Inertial Based Gait Metrics During Turning Improve the Detection of Early Stage Parkinson’s Disease

Inertial Based Gait Metrics During Turning Improve the Detection of Early Stage Parkinson’s Disease

Abstract:

Patients with early-stage Parkinson’s disease (PD) exhibit various but subtle motor symptoms, especially postural instability and gait disorders (PIGD). Patients show deteriorated gait performance at turns as the complex gait task requires more limb coordination and postural stability control, which may help to discriminate signs of early PIGD. In this study, we firstly proposed an IMU-based gait assessment model for quantifying comprehensive gait variables in both straight walking and turning tasks from five domains: respectively gait spatiotemporal parameters, joint kinematic parameters, variability, asymmetry, and stability. Twenty-one patients with idiopathic Parkinson’s disease at the early stage and nineteen age-matched healthy elderly adults were enrolled in the study. Each participant wore a full-body motion analysis system with 11 inertial sensors and walked along a path consisting of straight walking and 180-degree turns at a self-comfortable speed. A total of one hundred and thirty-nine gait parameters were derived for each gait task. We explored the factor effect of group and gait tasks on gait parameters using a two-way mixed analysis of variance. The discriminating ability of gait parameters between PD and the control group was evaluated using receiver operating characteristic analysis.
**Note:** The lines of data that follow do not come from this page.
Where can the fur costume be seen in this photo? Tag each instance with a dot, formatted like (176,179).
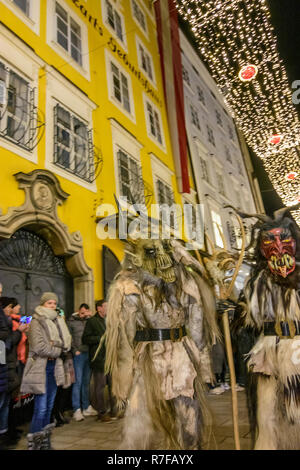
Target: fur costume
(161,286)
(272,298)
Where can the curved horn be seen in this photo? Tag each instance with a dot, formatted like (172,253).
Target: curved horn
(262,217)
(223,237)
(279,214)
(212,246)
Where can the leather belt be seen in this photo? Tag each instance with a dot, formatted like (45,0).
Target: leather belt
(164,334)
(283,329)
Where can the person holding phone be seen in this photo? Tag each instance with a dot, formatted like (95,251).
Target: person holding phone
(49,339)
(12,339)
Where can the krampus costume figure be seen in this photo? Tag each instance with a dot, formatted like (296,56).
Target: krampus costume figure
(273,308)
(160,320)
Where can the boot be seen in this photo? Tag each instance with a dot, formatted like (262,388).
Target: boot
(3,443)
(34,440)
(46,441)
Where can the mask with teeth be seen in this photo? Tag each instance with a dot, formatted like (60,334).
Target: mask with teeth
(279,248)
(155,257)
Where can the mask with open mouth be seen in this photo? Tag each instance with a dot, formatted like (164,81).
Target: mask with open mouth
(155,257)
(279,248)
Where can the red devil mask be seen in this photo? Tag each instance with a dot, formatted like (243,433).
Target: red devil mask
(279,248)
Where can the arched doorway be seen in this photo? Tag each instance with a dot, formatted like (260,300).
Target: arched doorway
(29,267)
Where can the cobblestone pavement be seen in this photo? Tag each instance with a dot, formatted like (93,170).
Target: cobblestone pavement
(93,435)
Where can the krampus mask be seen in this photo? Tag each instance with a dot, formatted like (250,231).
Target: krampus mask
(277,241)
(155,257)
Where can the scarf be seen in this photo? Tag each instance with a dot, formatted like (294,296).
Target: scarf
(55,326)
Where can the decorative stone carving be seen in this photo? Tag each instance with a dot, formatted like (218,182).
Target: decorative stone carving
(43,193)
(42,196)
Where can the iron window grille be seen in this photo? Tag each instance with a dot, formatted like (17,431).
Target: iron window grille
(165,198)
(68,34)
(20,121)
(130,177)
(154,123)
(74,150)
(195,118)
(23,5)
(139,15)
(114,20)
(146,62)
(120,87)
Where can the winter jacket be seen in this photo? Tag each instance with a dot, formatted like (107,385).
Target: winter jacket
(94,330)
(40,350)
(11,342)
(76,326)
(21,349)
(4,333)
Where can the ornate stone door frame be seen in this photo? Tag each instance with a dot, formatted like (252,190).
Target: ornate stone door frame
(43,193)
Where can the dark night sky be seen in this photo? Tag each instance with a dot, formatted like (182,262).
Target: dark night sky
(285,17)
(286,21)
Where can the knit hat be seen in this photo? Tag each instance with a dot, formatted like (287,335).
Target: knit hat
(5,301)
(48,296)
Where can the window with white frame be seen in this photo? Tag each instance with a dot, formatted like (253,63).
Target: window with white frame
(73,144)
(185,75)
(145,60)
(120,87)
(228,155)
(219,118)
(154,122)
(130,178)
(230,132)
(204,170)
(28,11)
(114,20)
(201,96)
(68,33)
(237,197)
(23,5)
(195,117)
(217,227)
(165,195)
(220,183)
(139,15)
(240,169)
(211,137)
(16,108)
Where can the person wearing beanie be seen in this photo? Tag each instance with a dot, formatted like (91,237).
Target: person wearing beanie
(81,388)
(48,339)
(9,381)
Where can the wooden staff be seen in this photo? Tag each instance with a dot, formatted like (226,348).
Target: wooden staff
(223,295)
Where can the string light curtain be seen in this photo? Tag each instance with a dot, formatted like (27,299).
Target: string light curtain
(237,42)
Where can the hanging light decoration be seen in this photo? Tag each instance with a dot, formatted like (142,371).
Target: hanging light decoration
(248,72)
(237,42)
(275,139)
(291,176)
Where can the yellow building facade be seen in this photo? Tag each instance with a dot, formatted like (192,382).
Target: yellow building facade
(83,117)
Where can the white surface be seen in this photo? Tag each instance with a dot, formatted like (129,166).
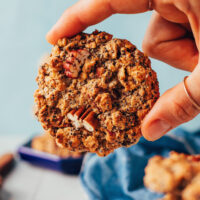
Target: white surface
(27,182)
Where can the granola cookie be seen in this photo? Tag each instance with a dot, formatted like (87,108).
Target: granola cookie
(177,176)
(46,143)
(94,92)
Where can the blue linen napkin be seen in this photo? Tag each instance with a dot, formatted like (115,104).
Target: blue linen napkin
(119,176)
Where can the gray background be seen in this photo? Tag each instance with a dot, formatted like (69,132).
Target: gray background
(23,26)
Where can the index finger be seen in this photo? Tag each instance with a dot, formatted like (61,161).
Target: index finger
(89,12)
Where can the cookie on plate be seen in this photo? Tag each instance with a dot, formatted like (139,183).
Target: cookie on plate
(94,91)
(177,176)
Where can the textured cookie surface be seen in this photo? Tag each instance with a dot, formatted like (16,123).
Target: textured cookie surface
(178,176)
(94,92)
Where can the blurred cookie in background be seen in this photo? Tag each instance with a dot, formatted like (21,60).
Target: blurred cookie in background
(178,176)
(6,165)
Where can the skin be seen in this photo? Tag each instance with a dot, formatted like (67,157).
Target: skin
(172,37)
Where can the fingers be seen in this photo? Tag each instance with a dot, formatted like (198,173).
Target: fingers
(170,43)
(89,12)
(172,109)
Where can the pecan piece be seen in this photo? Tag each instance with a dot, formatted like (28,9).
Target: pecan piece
(90,122)
(74,62)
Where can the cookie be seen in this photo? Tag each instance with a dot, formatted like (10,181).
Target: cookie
(177,176)
(94,91)
(46,143)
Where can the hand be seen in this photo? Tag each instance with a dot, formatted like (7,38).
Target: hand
(172,37)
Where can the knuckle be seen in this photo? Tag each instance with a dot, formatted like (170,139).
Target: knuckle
(181,113)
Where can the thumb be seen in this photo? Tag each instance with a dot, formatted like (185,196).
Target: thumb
(173,108)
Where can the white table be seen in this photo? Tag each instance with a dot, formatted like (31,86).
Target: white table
(28,182)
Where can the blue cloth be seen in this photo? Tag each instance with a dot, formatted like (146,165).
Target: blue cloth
(119,176)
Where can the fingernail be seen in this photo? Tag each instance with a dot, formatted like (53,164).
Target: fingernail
(157,129)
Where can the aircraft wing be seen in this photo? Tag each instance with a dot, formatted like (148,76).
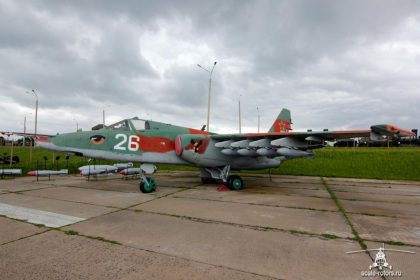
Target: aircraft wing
(292,143)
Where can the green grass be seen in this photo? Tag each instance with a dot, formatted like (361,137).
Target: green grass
(399,163)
Sensitive gait features were optimally screened (AUC $>$ 0.7) and categorized into 22 groups to classify PD and healthy controls based on a machine learning method. Results demonstrated that PD patients exhibited more gait abnormalities at turns, especially on the RoM and stability of the neck, shoulder, pelvic, and hip joints compared to the healthy control group. These gait metrics have good discriminating abilities to identify early-stage PD (AUC $>$ 0.65). Moreover, the inclusion of gait features at turns can significantly improve the classification accuracy compared to that only used parameters during straight walking. We show that quantitative gait metrics during turning have great potential to be used for enhancing early-stage PD detection.